La capacité de rétention est étanche aux produits qu'elle pourrait contenir, résiste à l'action physique et chimique des fluides et peut être contrôlée à tout moment. Il en est de même pour son éventuel
dispositif d'obturation qui est maintenu fermé en permanence.Les capacités de rétention ou les réseaux de collecte et de stockage des égouttures et effluents accidentels ne comportent aucun moyen de vidange par simple gravité dans le réseau d'assainissement ou le milieu naturel.
La conception de la capacité est telle que toute fuite survenant sur un réservoir associé y soit récupérée, compte tenu en particulier de la différence de hauteur entre le bord de la capacité et le sommet du réservoir.
Ces capacités de rétention doivent être construites suivant les règles de l'art, en limitant notamment les surfaces susceptibles d'être mouillées en cas de fuite. :
Les déchets et résidus produits considérés comme des substances ou préparations dangereuses sont stockés, avant leur revalorisation ou leur élimination, dans des conditions ne présentant pas de risques de pollution (prévention d’un lessivage par les eaux météoriques, d’une pollution des eaux superficielles et souterraines, des envols et des odeurs) pour les populations avoisinantes et l’environnement.
Les stockages temporaires, avant recyclage ou élimination des déchets considérés comme des substances ou préparations dangereuses, sont réalisés sur des cuvettes de rétention étanches et aménagées pour la récupération des eaux météoriques.
Article 7.5.3.1. Rétention du stockage d’oxygène
La disposition du sol doit s’opposer à tout épanchement d’oxÿygène liquide dans les zones où il présenterait un danger. En particulier, un muret de séparation doit être mis en place entre la dalle source et le parking de véhicule pour contenir une éventuelle flaque d’oxygène liquide.
Les points particuliers où la présence d’oxygène liquide serait source de danger ou d’aggravation de danger (ouvertures de caves, fosses, trous d’hommes, passage de câbles électriques en sol, caniveaux ou regards par exemples) doivent être éloignés de 5 mètres de l’installation de stockage d’oxygène.
ARTICLE 7.5.4. RESERVOIRS
L'étanchéité du (ou des) réservoir(s) associé(s) à la rétention doit pouvoir être contrôlée à tout moment.
Les matériaux utilisés doivent être adaptés aux produits utilisés de manière, en particulier, à éviter toute réaction parasite dangereuse.
Les canalisations doivent être installées à l'abri des chocs et donner toute garantie de résistance aux actions mécaniques, physiques, chimiques ou électrolytiques. Il est en particulier interdit d'intercaler des tuyauteries flexibles entre le réservoir et les robinets ou clapets d'arrêt, isolant ce réservoir des appareils d'utilisation.
ARTICLE 7.5.5. REGLES DE GESTION DES STOCKAGES EN RETENTION
Les réservoirs ou récipients contenant des produits incompatibles ne sont pas associés à une même rétention.

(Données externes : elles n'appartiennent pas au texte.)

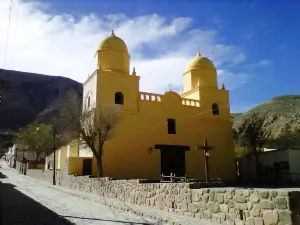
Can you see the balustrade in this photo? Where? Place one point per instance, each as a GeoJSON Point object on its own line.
{"type": "Point", "coordinates": [190, 102]}
{"type": "Point", "coordinates": [150, 97]}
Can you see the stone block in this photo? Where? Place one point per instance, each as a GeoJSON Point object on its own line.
{"type": "Point", "coordinates": [195, 196]}
{"type": "Point", "coordinates": [219, 198]}
{"type": "Point", "coordinates": [211, 195]}
{"type": "Point", "coordinates": [258, 221]}
{"type": "Point", "coordinates": [238, 192]}
{"type": "Point", "coordinates": [255, 211]}
{"type": "Point", "coordinates": [207, 214]}
{"type": "Point", "coordinates": [224, 208]}
{"type": "Point", "coordinates": [193, 207]}
{"type": "Point", "coordinates": [281, 203]}
{"type": "Point", "coordinates": [239, 222]}
{"type": "Point", "coordinates": [273, 194]}
{"type": "Point", "coordinates": [265, 204]}
{"type": "Point", "coordinates": [250, 221]}
{"type": "Point", "coordinates": [231, 204]}
{"type": "Point", "coordinates": [239, 199]}
{"type": "Point", "coordinates": [214, 207]}
{"type": "Point", "coordinates": [270, 217]}
{"type": "Point", "coordinates": [246, 193]}
{"type": "Point", "coordinates": [205, 197]}
{"type": "Point", "coordinates": [241, 206]}
{"type": "Point", "coordinates": [285, 217]}
{"type": "Point", "coordinates": [264, 194]}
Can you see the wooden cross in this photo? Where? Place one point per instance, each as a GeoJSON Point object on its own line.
{"type": "Point", "coordinates": [205, 149]}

Le stockage des liquides inflammables, ainsi que des autres produits, toxiques, corrosifs ou dangereux
pour l'environnement, n'est autorisé sous le niveau du sol que dans des réservoirs installés en fosse maçonnée ou assimilés, et pour les liquides inflammables dans le respect des dispositions du présent arrêté.
L'exploitant veille à ce que les volumes potentiels de rétention restent disponibles en permanence. A cet effet, l'évacuation des eaux pluviales respecte les dispositions du présent arrêté.ARTICLE 7.5.6. STOCKAGE SUR LES LIEUX D'EMPLOI
Les matières premières, produits intermédiaires et produits finis considérés comme des substances ou des préparations dangereuses sont limités en quantité stockée et utilisée dans les ateliers au minimum technique permettant leur fonctionnement normal.
ARTICLE 7.5.7. TRANSPORTS - CHARGEMENTS — DECHARGEMENTS
Les aires de chargement et de déchargement de véhicules citernes sont étanches et reliées à des rétentions dimensionnées selon les règles de l’art. Des zones adéquates sont aménagées pour le stationnement en sécurité des véhicules de transport de matières dangereuses, en attente de chargement ou de déchargement.
Le transport des produits à l’intérieur de l’établissement est effectué avec les précautions nécessaires pour éviter le renversement accidentel des emballages.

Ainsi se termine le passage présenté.